In the minors, he’s shown aptitude for working counts and avoiding whiffs. However, he’s turned in relatively tepid numbers in 363 major league plate appearances. A .246/.292/.472 triple slash isn’t terrible, but it won’t cut it for a first baseman. Worse, he’s easily fooled and strikeout prone. This has caused his above average raw power to play down since he’s frequently behind in the count.

So which Rowdy is real – the Triple-A monster or the bland major leaguer? Plate discipline data is only available for major league games. He’s consistently swung at pitches out of strike zone at around a 40 percent rate. That ranks among the worst in the league. He’s not any more aggressive on pitches in the strike zone than a typical hitter – it’s only the pitches outside the zone that get him.

His contact rate on those out of the zone pitches is relatively high. This tends to produce elevated soft contact and lower hard contact rates for most hitters. Notably, Tellez makes plenty of hard contact and avoids the soft kind. This tells me he could take a huge step forward if he can transition his minor league plate discipline to the majors.

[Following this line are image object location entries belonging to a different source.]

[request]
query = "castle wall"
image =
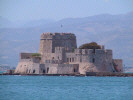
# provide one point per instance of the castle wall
(118, 64)
(60, 68)
(28, 64)
(49, 41)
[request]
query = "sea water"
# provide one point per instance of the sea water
(65, 88)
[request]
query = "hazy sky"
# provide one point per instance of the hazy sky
(59, 9)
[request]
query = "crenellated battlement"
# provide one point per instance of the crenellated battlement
(58, 36)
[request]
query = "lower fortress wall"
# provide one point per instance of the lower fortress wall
(36, 68)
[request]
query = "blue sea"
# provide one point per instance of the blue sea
(65, 88)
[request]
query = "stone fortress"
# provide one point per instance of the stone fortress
(58, 54)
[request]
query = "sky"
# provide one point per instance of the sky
(15, 10)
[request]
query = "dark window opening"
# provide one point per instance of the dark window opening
(74, 70)
(27, 71)
(34, 71)
(70, 59)
(67, 59)
(93, 60)
(44, 71)
(47, 70)
(94, 50)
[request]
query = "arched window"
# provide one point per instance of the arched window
(70, 59)
(74, 70)
(44, 71)
(34, 71)
(47, 70)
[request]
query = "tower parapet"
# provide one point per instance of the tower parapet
(49, 41)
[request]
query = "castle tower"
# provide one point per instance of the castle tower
(49, 41)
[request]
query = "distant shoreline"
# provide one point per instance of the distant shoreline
(100, 74)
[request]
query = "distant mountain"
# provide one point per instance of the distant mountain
(113, 31)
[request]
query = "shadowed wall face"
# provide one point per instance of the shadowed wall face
(49, 41)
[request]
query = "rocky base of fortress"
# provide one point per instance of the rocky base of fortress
(101, 74)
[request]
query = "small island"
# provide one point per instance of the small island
(58, 55)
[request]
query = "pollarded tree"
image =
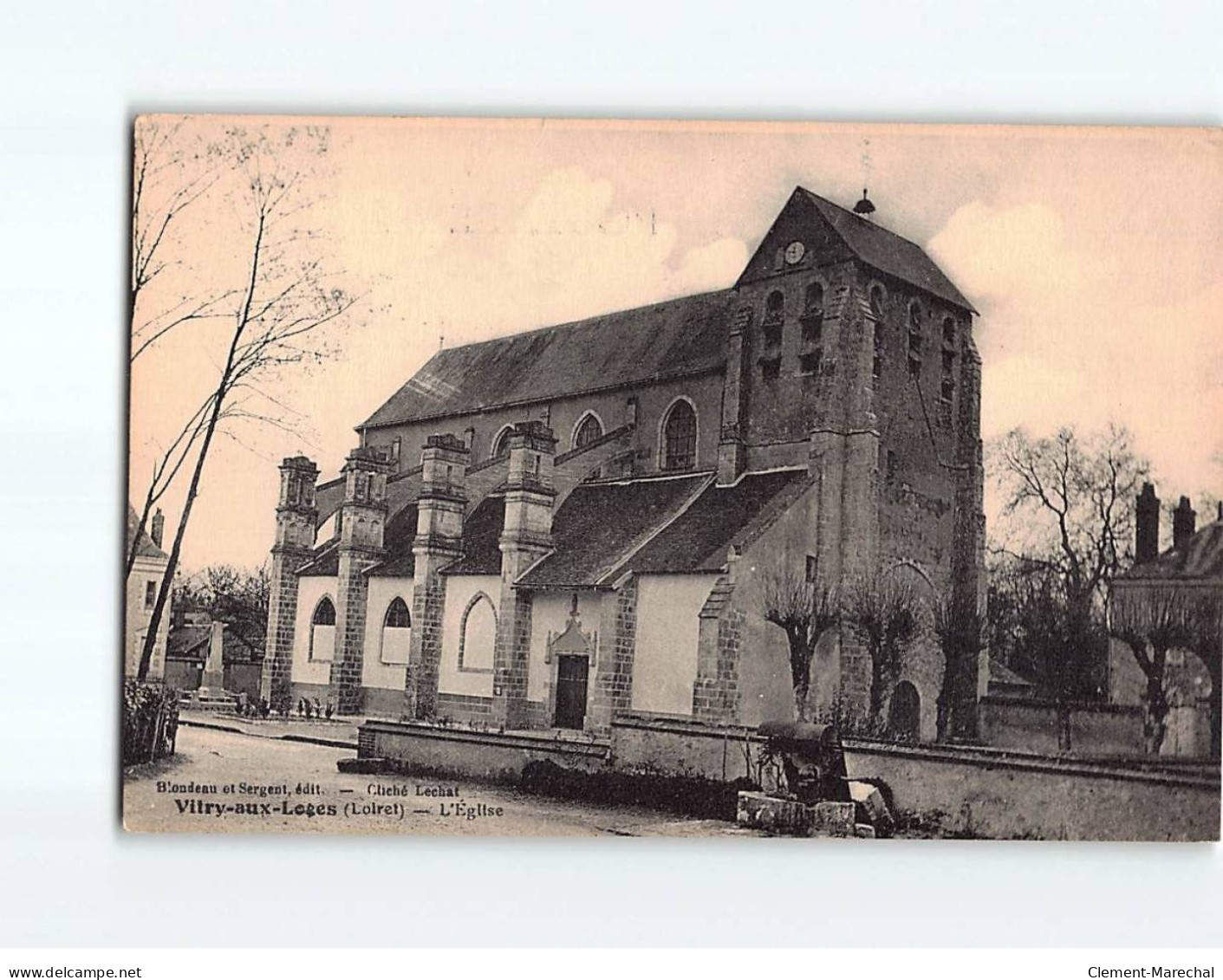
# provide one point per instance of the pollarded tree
(1068, 512)
(882, 610)
(805, 610)
(1154, 620)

The Blue Jays aren’t stupid. They know this information. If I had to guess, Tellez was instructed to specifically work on swinging at fewer balls in his latest minor league stint. It’s encouraging that he hit so well – easily a career-best performance in his third appearance in Triple-A. Now we get to find out if he can be more selective in the majors. If last night was any indication, the Jays also plan to hide him from left-handed pitchers. Owners in 12-team leagues may want to view him only as a temporary target for juicy matchups.